Foi Cármen Lúcia que, na rejeição da preliminar de acesso aos autos, usou do argumento mais definitivo e, ainda, com um cortejo à defesa: “A altíssima qualidade da defesa com sustentações orais primorosas denota acesso ao processo. Se há juízes, também há advogados no Brasil”.

Dois dos advogados presentes têm larga experiência no Supremo: Celso Vilardi, que defende o ex-presidente, e José Luis de Oliveira Lima, defensor do general Walter Braga Netto, ex-ministro da Casa Civil e Defesa e ex-candidato a vice na chapa presidencial de 2022. Ambos advogaram, por exemplo, no mensalão; Oliveira Lima para o ex-ministro José Dirceu e Vilardi para o ex-tesoureiro do PT Delúbio Soares.

Ambos atacaram a delação por “mentirosa” e, ao fazê-lo, deixaram clara a centralidade do vazamento do “desabafo” de Mauro Cid à revista Veja para sua linha de defesa. Oliveira Lima chegou a se solidarizar com os ministros pelos atos do 8 de janeiro, que teve no STF o principal alvo - “fiquei assustado” -, depois contestou toda a delação, a começar pela presença de Moraes no nono e último depoimento do delator.

O ministro relator justificou sua presença neste depoimento pela importância que este passou a ter depois do vazamento. Explicou que a tanto a Polícia Federal quanto a PGR se manifestaram pela prisão de Cid.

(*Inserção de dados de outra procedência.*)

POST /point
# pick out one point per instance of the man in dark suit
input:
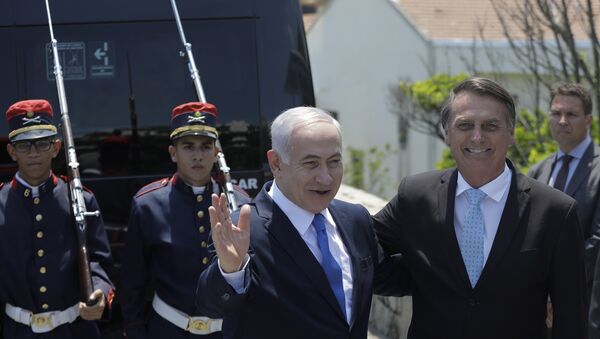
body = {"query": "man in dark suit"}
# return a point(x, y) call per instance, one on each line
point(313, 261)
point(575, 167)
point(484, 244)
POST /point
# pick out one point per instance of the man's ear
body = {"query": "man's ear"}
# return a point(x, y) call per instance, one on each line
point(11, 151)
point(274, 161)
point(173, 153)
point(56, 147)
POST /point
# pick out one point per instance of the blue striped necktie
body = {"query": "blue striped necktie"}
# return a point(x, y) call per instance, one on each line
point(332, 269)
point(471, 245)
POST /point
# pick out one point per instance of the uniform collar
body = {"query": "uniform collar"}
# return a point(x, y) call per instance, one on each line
point(181, 185)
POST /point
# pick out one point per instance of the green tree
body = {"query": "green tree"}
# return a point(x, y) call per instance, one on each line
point(366, 169)
point(418, 104)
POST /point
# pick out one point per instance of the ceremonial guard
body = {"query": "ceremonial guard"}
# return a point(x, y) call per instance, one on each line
point(169, 230)
point(39, 277)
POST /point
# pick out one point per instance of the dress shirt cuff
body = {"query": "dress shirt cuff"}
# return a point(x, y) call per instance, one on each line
point(236, 279)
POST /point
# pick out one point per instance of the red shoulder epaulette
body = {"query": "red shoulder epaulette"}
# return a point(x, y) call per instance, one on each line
point(66, 179)
point(152, 186)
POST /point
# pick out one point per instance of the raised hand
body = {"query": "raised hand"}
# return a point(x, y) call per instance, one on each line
point(231, 242)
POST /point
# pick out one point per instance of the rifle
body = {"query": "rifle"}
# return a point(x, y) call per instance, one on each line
point(222, 164)
point(75, 186)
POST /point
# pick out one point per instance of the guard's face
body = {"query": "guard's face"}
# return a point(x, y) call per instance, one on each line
point(194, 156)
point(569, 124)
point(479, 135)
point(314, 173)
point(34, 158)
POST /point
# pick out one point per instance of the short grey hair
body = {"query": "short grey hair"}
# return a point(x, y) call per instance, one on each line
point(292, 119)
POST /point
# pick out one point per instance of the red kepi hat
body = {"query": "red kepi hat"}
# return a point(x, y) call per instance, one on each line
point(30, 119)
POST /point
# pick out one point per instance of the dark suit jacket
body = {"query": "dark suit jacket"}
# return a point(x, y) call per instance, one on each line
point(288, 293)
point(585, 188)
point(538, 250)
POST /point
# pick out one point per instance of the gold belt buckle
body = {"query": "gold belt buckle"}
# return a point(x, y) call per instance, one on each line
point(197, 325)
point(40, 320)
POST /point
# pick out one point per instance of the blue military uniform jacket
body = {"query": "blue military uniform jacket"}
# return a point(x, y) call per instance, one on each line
point(166, 247)
point(38, 256)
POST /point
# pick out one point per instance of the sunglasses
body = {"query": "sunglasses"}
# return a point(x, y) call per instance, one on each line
point(41, 145)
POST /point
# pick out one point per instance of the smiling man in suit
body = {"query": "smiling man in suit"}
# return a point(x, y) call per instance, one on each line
point(484, 244)
point(313, 261)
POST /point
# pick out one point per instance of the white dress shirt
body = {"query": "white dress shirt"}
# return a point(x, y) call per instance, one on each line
point(577, 154)
point(492, 207)
point(302, 221)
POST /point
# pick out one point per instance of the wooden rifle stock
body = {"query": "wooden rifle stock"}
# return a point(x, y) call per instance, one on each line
point(75, 187)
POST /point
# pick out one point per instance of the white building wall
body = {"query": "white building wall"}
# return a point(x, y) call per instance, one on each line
point(358, 50)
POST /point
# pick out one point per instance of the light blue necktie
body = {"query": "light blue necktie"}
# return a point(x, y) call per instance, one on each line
point(471, 245)
point(330, 266)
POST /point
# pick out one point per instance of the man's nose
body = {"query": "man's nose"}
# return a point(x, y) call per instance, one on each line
point(563, 119)
point(477, 134)
point(324, 175)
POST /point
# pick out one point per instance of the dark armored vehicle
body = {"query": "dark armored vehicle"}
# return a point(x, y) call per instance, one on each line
point(124, 73)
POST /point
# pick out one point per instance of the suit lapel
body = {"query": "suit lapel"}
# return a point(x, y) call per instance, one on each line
point(285, 234)
point(516, 204)
point(344, 226)
point(583, 169)
point(446, 198)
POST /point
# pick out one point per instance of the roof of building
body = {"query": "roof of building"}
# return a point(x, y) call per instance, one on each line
point(466, 19)
point(476, 19)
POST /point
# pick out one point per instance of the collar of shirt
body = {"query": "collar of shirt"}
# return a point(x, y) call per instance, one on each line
point(578, 151)
point(494, 189)
point(35, 190)
point(299, 217)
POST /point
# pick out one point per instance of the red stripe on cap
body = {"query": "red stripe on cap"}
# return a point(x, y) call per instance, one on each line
point(22, 107)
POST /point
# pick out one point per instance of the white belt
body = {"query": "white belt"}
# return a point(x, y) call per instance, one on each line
point(194, 325)
point(42, 322)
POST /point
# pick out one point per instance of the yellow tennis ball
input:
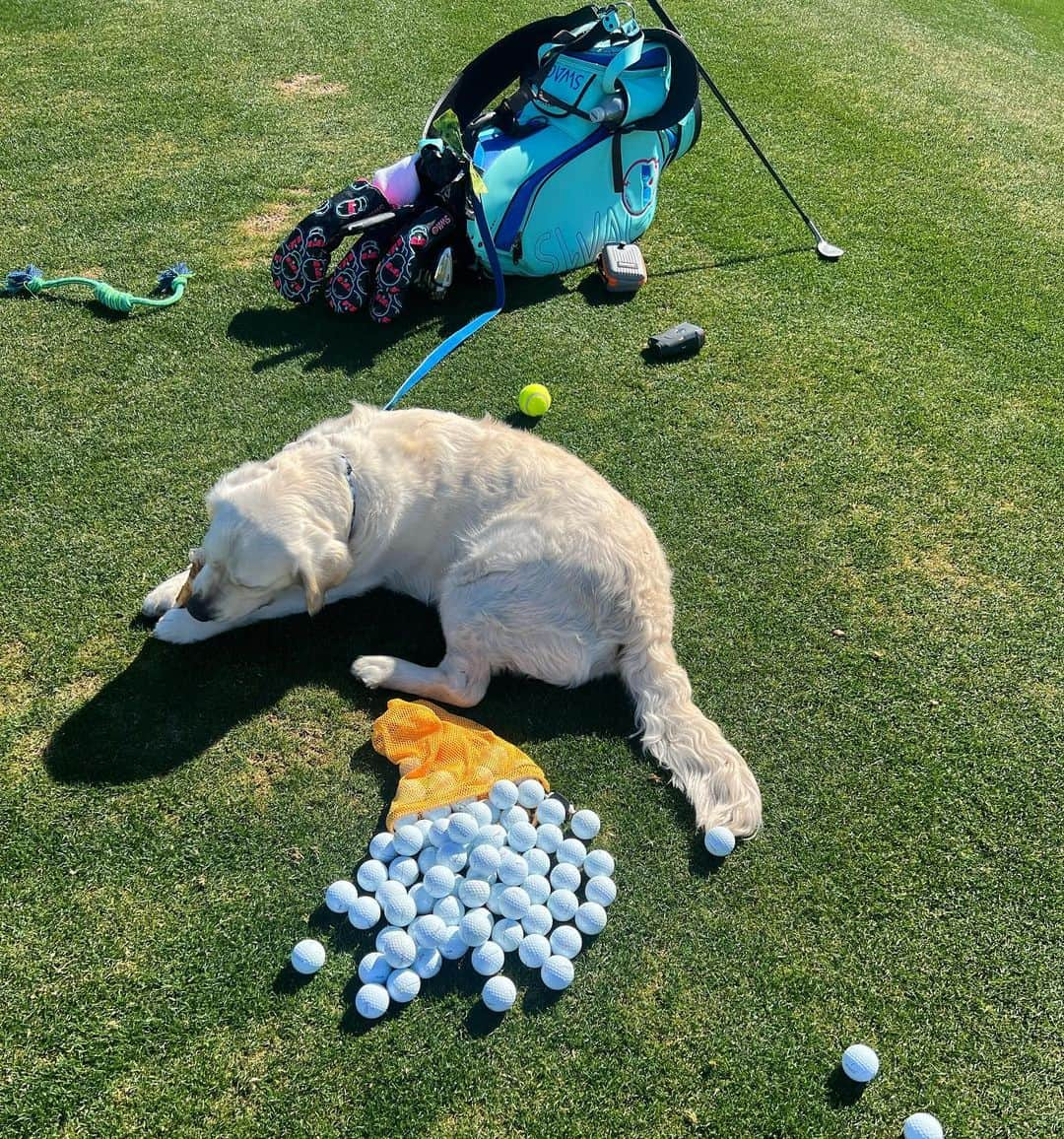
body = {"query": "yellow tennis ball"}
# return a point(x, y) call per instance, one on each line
point(534, 400)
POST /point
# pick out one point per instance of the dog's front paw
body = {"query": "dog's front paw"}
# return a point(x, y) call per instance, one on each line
point(165, 597)
point(373, 671)
point(176, 627)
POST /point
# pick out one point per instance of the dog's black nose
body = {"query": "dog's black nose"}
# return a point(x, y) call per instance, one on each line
point(198, 608)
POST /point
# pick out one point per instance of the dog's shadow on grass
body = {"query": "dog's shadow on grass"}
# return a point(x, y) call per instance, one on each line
point(323, 340)
point(172, 703)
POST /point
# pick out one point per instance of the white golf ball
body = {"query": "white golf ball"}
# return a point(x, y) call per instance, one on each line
point(860, 1063)
point(598, 864)
point(439, 881)
point(399, 949)
point(430, 932)
point(558, 972)
point(373, 970)
point(428, 963)
point(514, 903)
point(552, 811)
point(538, 889)
point(409, 839)
point(476, 927)
point(565, 941)
point(481, 811)
point(422, 899)
point(585, 825)
point(371, 876)
point(371, 1001)
point(307, 956)
point(537, 861)
point(405, 870)
point(719, 841)
point(565, 876)
point(549, 838)
point(451, 855)
point(365, 912)
point(401, 912)
point(537, 920)
point(454, 946)
point(488, 958)
point(403, 985)
point(512, 868)
point(562, 904)
point(463, 828)
point(340, 896)
point(437, 833)
point(590, 918)
point(378, 941)
point(507, 934)
point(450, 909)
point(572, 851)
point(381, 846)
point(530, 793)
point(502, 795)
point(485, 861)
point(499, 994)
point(600, 890)
point(474, 893)
point(522, 838)
point(390, 892)
point(922, 1125)
point(533, 950)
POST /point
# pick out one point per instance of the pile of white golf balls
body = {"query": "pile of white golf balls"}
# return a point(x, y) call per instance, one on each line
point(486, 877)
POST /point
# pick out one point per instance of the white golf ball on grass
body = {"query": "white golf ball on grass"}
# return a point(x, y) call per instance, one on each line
point(403, 985)
point(499, 994)
point(488, 958)
point(533, 950)
point(371, 1001)
point(860, 1063)
point(590, 918)
point(307, 956)
point(922, 1125)
point(340, 896)
point(719, 841)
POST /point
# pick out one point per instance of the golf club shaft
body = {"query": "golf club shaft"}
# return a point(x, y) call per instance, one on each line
point(667, 21)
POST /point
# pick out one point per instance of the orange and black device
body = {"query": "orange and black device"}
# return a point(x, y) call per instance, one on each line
point(622, 268)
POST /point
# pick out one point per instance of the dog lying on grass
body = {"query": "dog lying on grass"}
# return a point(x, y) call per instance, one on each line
point(537, 564)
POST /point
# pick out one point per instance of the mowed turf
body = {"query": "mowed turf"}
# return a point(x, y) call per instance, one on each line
point(858, 484)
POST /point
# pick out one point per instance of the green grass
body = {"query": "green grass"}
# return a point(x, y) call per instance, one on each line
point(872, 447)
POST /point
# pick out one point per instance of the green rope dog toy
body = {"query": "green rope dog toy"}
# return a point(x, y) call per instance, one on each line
point(167, 291)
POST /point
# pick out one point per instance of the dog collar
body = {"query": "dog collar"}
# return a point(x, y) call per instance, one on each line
point(349, 474)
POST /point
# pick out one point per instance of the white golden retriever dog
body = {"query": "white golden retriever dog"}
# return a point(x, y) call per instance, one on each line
point(537, 564)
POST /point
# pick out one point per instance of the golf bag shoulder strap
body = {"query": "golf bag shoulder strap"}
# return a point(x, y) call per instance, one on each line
point(683, 87)
point(487, 77)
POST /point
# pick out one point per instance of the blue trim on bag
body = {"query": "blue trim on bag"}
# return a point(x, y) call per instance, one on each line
point(511, 219)
point(448, 347)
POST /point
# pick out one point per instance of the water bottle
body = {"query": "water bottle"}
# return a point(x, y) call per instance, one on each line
point(609, 110)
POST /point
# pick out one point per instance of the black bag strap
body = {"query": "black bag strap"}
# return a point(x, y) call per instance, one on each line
point(512, 57)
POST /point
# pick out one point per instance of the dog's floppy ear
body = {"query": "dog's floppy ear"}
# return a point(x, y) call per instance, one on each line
point(196, 560)
point(323, 569)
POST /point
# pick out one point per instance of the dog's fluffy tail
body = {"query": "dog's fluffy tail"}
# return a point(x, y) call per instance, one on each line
point(703, 765)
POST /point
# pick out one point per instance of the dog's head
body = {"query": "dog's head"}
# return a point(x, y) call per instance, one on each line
point(274, 525)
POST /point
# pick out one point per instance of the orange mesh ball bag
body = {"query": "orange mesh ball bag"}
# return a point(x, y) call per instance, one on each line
point(443, 758)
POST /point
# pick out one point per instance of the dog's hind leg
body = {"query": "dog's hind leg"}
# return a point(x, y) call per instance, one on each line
point(458, 680)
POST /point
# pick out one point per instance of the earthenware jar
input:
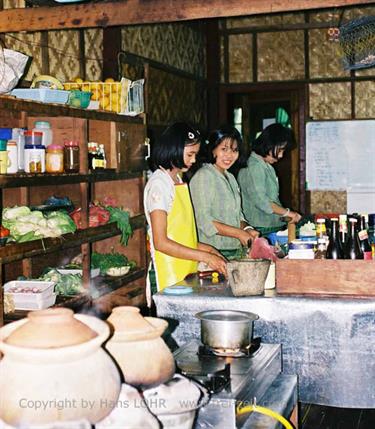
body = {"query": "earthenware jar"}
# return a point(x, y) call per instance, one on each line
point(137, 347)
point(54, 369)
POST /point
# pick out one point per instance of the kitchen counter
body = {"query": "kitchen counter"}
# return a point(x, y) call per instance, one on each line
point(328, 342)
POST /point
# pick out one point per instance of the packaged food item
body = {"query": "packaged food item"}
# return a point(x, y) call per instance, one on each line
point(55, 159)
point(45, 128)
point(35, 158)
point(71, 156)
point(3, 156)
point(12, 165)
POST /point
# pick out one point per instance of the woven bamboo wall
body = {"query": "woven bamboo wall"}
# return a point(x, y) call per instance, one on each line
point(280, 56)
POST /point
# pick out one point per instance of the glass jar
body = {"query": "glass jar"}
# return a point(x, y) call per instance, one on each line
point(35, 163)
point(55, 159)
point(71, 157)
point(38, 153)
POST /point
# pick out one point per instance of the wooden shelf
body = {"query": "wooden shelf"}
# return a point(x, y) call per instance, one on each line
point(26, 179)
point(84, 301)
point(48, 109)
point(16, 252)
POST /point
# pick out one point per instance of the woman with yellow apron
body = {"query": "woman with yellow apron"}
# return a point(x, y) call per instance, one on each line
point(174, 247)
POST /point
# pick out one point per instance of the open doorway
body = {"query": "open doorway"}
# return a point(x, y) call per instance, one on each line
point(251, 108)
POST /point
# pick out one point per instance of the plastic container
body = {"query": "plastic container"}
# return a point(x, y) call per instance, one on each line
point(35, 159)
point(5, 133)
point(3, 156)
point(18, 134)
point(33, 137)
point(32, 294)
point(55, 159)
point(79, 98)
point(45, 128)
point(12, 166)
point(71, 157)
point(44, 95)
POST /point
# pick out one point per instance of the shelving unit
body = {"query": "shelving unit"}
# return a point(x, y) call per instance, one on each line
point(124, 141)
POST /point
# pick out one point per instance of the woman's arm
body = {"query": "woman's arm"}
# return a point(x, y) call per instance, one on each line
point(170, 247)
point(232, 231)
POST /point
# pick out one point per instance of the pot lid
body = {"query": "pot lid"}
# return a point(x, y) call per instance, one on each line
point(128, 323)
point(50, 328)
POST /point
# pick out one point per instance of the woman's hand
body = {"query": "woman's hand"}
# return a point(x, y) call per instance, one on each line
point(253, 234)
point(208, 248)
point(294, 217)
point(216, 263)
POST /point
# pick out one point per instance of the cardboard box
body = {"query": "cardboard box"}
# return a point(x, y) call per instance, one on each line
point(325, 277)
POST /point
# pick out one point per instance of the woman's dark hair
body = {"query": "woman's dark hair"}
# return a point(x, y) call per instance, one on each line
point(168, 149)
point(217, 137)
point(272, 139)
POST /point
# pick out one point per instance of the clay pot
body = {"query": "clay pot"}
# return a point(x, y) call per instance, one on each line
point(65, 375)
point(137, 346)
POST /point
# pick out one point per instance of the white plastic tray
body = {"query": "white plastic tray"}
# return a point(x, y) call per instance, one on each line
point(93, 273)
point(44, 95)
point(31, 301)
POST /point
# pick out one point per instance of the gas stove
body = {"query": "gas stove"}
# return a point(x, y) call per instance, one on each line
point(230, 379)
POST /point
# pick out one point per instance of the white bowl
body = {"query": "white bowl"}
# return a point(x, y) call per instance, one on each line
point(118, 271)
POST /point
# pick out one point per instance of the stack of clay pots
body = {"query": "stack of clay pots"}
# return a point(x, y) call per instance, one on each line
point(50, 361)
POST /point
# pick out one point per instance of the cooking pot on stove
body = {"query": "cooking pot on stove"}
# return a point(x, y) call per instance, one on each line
point(226, 329)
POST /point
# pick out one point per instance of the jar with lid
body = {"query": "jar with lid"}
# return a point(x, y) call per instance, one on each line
point(3, 156)
point(33, 137)
point(55, 159)
point(12, 166)
point(45, 128)
point(71, 156)
point(35, 158)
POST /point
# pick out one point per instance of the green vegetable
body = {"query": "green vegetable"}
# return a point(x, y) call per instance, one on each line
point(122, 219)
point(104, 261)
point(12, 213)
point(66, 284)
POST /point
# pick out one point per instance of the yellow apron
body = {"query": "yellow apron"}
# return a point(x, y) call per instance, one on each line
point(180, 228)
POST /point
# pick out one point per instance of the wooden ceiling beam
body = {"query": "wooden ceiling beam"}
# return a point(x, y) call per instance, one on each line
point(125, 12)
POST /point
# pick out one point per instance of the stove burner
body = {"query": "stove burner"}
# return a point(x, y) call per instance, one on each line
point(206, 351)
point(215, 381)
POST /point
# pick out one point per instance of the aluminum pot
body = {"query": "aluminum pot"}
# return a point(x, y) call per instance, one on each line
point(226, 329)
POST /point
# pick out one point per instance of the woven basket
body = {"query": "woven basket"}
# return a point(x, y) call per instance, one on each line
point(357, 40)
point(246, 277)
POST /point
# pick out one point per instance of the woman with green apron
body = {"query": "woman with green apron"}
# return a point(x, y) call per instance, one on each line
point(174, 246)
point(216, 196)
point(259, 184)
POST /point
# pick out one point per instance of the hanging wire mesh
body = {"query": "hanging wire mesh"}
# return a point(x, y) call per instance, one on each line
point(357, 40)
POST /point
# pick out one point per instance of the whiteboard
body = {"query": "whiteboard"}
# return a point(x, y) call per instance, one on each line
point(340, 155)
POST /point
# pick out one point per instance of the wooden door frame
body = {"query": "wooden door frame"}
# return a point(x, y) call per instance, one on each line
point(297, 96)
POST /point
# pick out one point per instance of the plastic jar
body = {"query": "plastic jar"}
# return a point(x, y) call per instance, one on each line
point(35, 158)
point(71, 157)
point(18, 134)
point(33, 137)
point(45, 128)
point(55, 159)
point(12, 150)
point(3, 156)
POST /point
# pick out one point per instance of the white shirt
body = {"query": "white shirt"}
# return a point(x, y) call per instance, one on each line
point(158, 194)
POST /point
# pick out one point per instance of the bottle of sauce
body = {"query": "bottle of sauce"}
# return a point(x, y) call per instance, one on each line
point(334, 248)
point(352, 248)
point(363, 240)
point(343, 220)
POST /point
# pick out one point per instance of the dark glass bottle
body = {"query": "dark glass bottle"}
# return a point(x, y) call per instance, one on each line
point(363, 240)
point(352, 249)
point(343, 230)
point(334, 249)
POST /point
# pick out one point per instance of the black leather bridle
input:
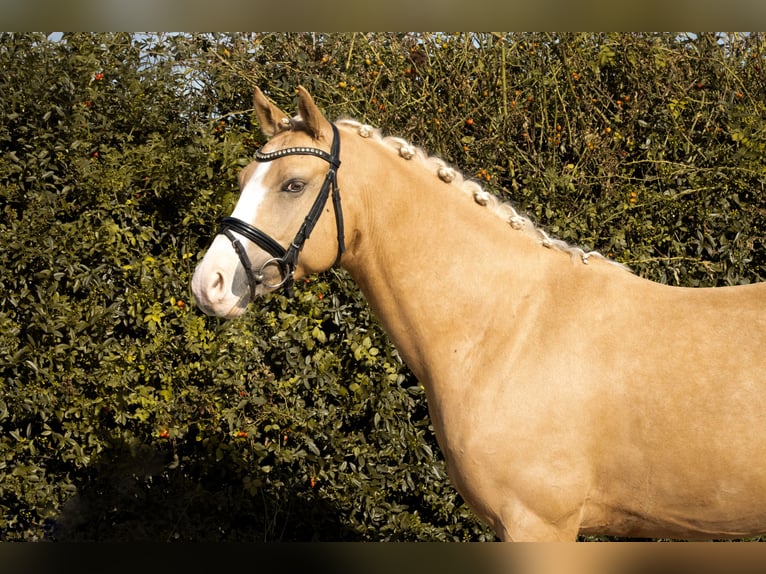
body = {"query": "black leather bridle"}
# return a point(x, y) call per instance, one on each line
point(287, 259)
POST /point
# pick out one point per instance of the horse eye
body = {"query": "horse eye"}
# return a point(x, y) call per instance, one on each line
point(294, 186)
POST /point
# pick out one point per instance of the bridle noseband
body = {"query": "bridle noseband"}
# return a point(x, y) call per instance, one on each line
point(287, 259)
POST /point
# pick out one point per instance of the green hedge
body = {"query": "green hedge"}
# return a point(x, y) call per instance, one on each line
point(125, 414)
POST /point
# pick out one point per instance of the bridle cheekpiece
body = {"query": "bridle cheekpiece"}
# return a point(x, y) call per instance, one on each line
point(287, 259)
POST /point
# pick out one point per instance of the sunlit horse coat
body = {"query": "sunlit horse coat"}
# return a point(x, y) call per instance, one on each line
point(567, 394)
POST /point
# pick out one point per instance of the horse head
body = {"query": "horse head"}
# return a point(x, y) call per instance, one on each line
point(283, 193)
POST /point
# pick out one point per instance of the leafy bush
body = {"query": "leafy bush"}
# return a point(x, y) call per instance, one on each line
point(125, 414)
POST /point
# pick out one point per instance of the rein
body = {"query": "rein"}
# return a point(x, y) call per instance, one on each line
point(287, 259)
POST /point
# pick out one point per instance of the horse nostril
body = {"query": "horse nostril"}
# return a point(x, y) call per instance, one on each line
point(218, 284)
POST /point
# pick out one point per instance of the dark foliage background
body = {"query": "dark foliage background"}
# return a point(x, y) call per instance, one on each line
point(125, 414)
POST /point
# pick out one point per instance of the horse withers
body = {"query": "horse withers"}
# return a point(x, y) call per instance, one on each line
point(568, 395)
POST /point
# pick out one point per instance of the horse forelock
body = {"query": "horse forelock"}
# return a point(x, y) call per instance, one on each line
point(480, 195)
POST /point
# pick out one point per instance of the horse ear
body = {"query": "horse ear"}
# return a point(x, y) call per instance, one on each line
point(315, 122)
point(272, 119)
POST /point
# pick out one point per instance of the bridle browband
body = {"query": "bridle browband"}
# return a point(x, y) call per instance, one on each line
point(287, 259)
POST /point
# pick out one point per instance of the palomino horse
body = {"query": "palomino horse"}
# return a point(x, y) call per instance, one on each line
point(567, 394)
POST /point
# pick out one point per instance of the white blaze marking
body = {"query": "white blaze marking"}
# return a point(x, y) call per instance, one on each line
point(252, 196)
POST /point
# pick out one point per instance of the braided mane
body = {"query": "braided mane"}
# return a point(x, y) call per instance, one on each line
point(481, 196)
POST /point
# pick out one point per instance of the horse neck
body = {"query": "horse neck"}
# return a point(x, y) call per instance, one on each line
point(429, 259)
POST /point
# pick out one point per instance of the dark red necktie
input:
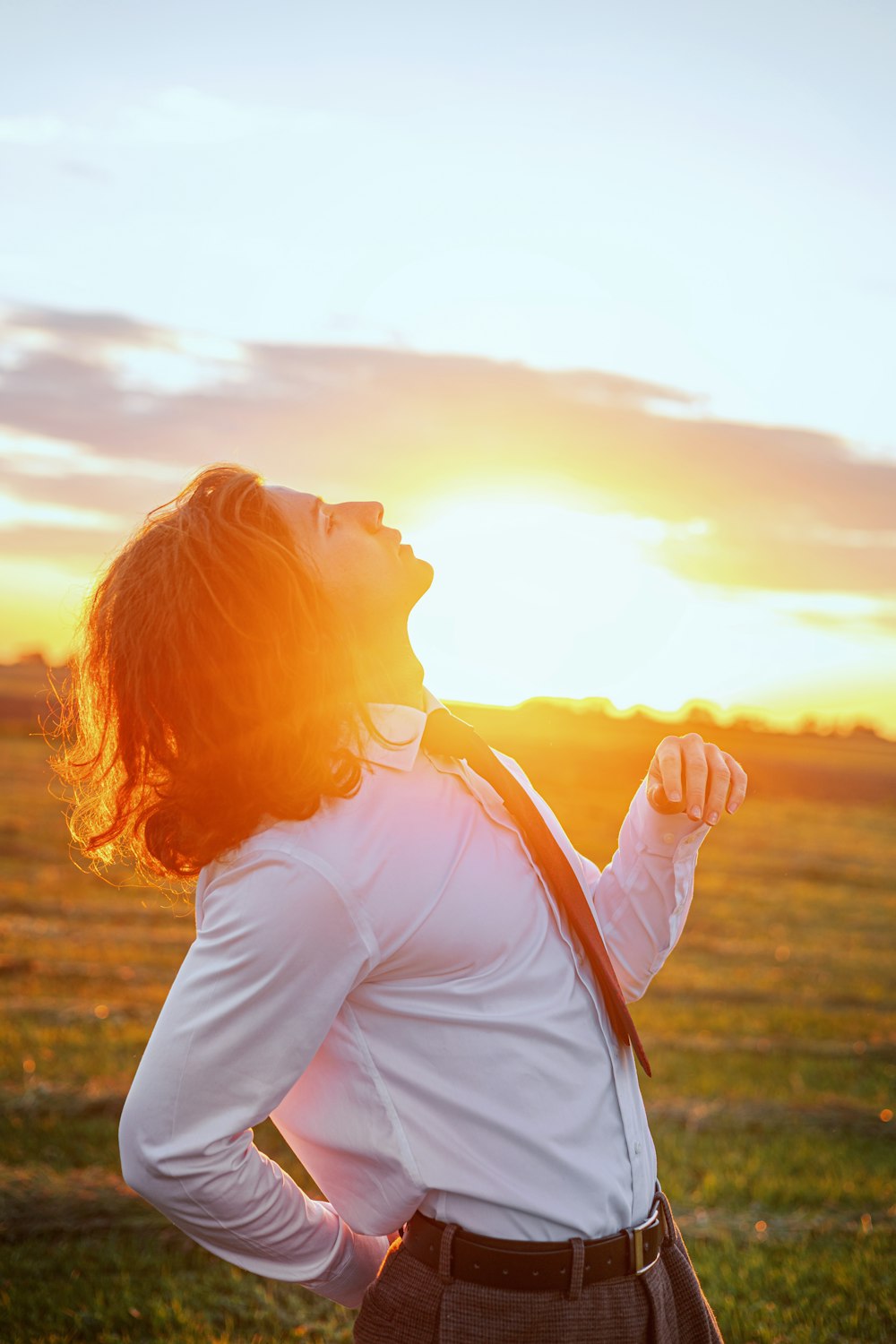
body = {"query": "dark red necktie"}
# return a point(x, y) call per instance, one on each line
point(445, 734)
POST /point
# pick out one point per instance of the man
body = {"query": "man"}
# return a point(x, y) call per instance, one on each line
point(379, 962)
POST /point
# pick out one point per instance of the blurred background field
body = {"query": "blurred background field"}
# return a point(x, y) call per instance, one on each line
point(771, 1032)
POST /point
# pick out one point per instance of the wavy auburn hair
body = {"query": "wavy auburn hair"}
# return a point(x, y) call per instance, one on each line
point(212, 685)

Resolveu, então, substituir o juiz instrutor (“Quando deleguei não houve problema, mas quando participei é nulo?”) por temer uma prisão que pudesse levar o delator a falar e a suscitar a acusação de que ele falou sob coação.

Se Vilardi e Oliveira Lima contestaram a delação, outros quatro advogados a usaram em defesa de seus clientes. Dada a centralidade do instrumento para a acusação, e tendo em vista que o delator não incriminou seus clientes, se refastelaram no uso benigno das acusações de Cid, não importando os danos causados a Bolsonaro ou Braga Netto.

Foi o caso de Paulo Renato Garcia Pinto, advogado do deputado federal Alexandre Ramagem (PL-DF), ex-diretor da Abin, de Eumar Novacki, advogado do ex-ministro da Justiça, Anderson Torres, de Andrew Farias, que defende o general Paulo Cesar Nogueira, ex-ministro da Defesa, e ainda de Mateus Milanez, advogado do ex-ministro do GSI, general Heleno Ribeiro.

Não faltaram provocações. Milanez chegou a chamar a denúncia de “terraplanismo argumentativo”, valendo-se da crença atribuída à extrema-direita. Demóstenes Torres, ex-senador cassado em 2012 pelo Senado, acusado de ligação com o bicheiro Carlinhos Cachoeira, que hoje defende o ex-comandante da Marinha Almir Garnier, chegou a chamar os policiais federais que fizeram as investigações de “romancistas”.

Nenhum deles, porém, foi capaz de competir com o mais notório dos acusados. Nos 20 minutos em que esperou pelo início da sessão ao lado de seus advogados, sentado à primeira fila, Bolsonaro não saiu do celular. Em dado momento publicou no “X” uma analogia do julgamento com o jogo Brasil x Argentina daquela noite: “Já no meu caso, o juiz apita contra antes mesmo do jogo começar... e ainda é o VAR, o bandeirinha, o técnico e o artilheiro do time adversário”.

A galhardia era aparente. Sua surpreendente presença no julgamento visava a neutralizar a ideia de que a licença do deputado Eduardo Bolsonaro (PL-SP), que foi para os EUA e não voltou, foi um ato de covardia. A repercussão do julgamento, porém, já não é a mesma na sua bolha.